Item 5.02. Departure of Directors or Certain Officers; Election of Directors;
Appointment of Certain Officers; Compensatory Arrangements of Certain Officers.
On June 19, 2020, the Board of Directors (the "Board") of Endologix, Inc. (the
"Company") appointed Richard Mott to serve on the Board as a Class I director.
Consistent with the other Class I directors, Mr. Mott will serve as a member of
the Board until the Company's 2023 annual meeting of stockholders. Mr. Mott has
been appointed to the Restructuring Committee.
Mr. Mott is currently a principal in Walkabout Consulting LLC, a management
consulting and private equity firm, since 2008. Mr. Mott served as President and
Chief Executive Officer and Director of Kyphon Inc., a NASDAQ-listed global
medical device company focused on minimally invasive spinal therapies, from 2002
through its acquisition by Medtronic, Inc. in late 2007. Prior to Kyphon, Mr.
Mott held several executive positions at Wilson Greatbatch Technologies, Inc.,
most recently as Chief Operating Officer, as well as executive operating roles
within the Bristol-Myers Squibb Company. Mr. Mott currently serves on the Board
of Directors of several private companies, including Conventis Orthopedics,
Sollis Therapeutics, Treace Medical Concepts, Relievant Med Systems, and Arsenal
Medical. Mr. Mott is the previous recipient of the Ernst & Young Entrepreneur of
the Year Award and the Frost & Sullivan Technology Leadership of the Year Award.
Mr. Mott holds a BS in Ceramic Engineering from Alfred University and is a
Graduate of Harvard University's Advanced Management Program.
Compensation of Director
In connection with Mr. Mott's appointment to the Board, he will be compensated
for his service on the Board and its Committees in accordance with the Company's
standard compensation policy for non-employee directors.
Agreements with Director
Mr. Mott was appointed to the Board to serve as Deerfield's (as defined below)
designee pursuant to Amendment No. 1 to Forbearance Agreement to Credit
Agreement, dated as of August 9, 2018, with the Lenders party thereto from time
to time, and Deerfield ELGX Revolver, LLC, as agent for itself (the "ABL Agent")
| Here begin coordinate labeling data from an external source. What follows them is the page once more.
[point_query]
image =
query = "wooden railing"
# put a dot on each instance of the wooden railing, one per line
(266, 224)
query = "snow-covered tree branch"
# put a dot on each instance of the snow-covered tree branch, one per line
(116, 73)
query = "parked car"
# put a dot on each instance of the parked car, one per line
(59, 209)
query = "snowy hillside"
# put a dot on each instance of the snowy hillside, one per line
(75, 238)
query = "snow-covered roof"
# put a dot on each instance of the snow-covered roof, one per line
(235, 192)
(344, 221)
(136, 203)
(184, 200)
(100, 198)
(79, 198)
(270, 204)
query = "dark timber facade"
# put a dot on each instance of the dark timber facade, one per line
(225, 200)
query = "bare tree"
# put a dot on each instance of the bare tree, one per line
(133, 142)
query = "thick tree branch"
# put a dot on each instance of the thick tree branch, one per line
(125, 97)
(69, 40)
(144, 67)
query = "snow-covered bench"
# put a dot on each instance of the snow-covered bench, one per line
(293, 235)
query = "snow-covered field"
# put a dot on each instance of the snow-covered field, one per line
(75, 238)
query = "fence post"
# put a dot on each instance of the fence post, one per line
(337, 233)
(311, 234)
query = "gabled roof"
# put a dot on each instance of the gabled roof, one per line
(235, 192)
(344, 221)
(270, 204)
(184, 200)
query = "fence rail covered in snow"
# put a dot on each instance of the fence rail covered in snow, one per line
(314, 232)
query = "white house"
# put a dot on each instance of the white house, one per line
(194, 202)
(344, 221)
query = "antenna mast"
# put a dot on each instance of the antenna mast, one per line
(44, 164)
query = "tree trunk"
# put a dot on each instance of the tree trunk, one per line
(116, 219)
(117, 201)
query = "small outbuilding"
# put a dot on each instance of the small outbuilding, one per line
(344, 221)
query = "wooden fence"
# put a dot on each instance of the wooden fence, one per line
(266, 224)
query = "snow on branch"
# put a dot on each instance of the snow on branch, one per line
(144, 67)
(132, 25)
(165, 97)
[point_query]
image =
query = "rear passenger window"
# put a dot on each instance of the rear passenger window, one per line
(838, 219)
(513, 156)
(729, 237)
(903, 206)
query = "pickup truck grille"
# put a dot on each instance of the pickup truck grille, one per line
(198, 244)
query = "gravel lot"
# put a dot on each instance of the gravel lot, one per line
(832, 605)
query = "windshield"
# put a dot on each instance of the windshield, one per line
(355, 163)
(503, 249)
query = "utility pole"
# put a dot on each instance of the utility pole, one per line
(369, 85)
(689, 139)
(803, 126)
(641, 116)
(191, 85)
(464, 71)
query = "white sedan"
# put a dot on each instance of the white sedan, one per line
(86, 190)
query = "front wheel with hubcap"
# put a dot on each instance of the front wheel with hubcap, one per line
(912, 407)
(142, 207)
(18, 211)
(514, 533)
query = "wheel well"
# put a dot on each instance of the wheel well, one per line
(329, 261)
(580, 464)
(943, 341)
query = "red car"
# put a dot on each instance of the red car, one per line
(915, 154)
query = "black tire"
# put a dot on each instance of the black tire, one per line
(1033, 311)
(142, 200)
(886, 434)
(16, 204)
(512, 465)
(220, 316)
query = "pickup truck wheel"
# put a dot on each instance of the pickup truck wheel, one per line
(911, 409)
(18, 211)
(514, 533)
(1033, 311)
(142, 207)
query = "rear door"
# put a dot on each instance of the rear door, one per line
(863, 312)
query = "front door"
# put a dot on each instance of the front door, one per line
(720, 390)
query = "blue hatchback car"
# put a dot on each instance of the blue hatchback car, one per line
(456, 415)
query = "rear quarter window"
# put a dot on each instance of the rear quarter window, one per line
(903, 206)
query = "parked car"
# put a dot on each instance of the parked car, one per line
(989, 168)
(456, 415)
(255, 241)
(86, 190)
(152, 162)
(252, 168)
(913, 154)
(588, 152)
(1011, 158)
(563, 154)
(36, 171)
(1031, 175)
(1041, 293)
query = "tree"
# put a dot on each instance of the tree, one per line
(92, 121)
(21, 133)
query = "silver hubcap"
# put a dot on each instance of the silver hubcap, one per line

and the Lenders and Amendment No. 1 to Forbearance Agreement to Amended and
Restated Facility Agreement, dated as of August 9, 2018, with the Lenders party
thereto from time to time, and Deerfield Private Design Fund I.V., L.P. as agent
for itself (together with the ABL Agent, "Deerfield") and the Lenders. There are
no other arrangements or understandings between Mr. Mott and any other persons
pursuant to which he was elected to serve on the Board. There are no
relationships involving Mr. Mott that are required to be reported pursuant to
Item 404(a) of Regulation S-K.
Mr. Mott has entered into the Company's standard indemnification agreement in
the form previously filed with the Securities and Exchange Commission providing
for indemnification and advancement of expenses to the fullest extent permitted
by the General Corporation Law of the State of Delaware.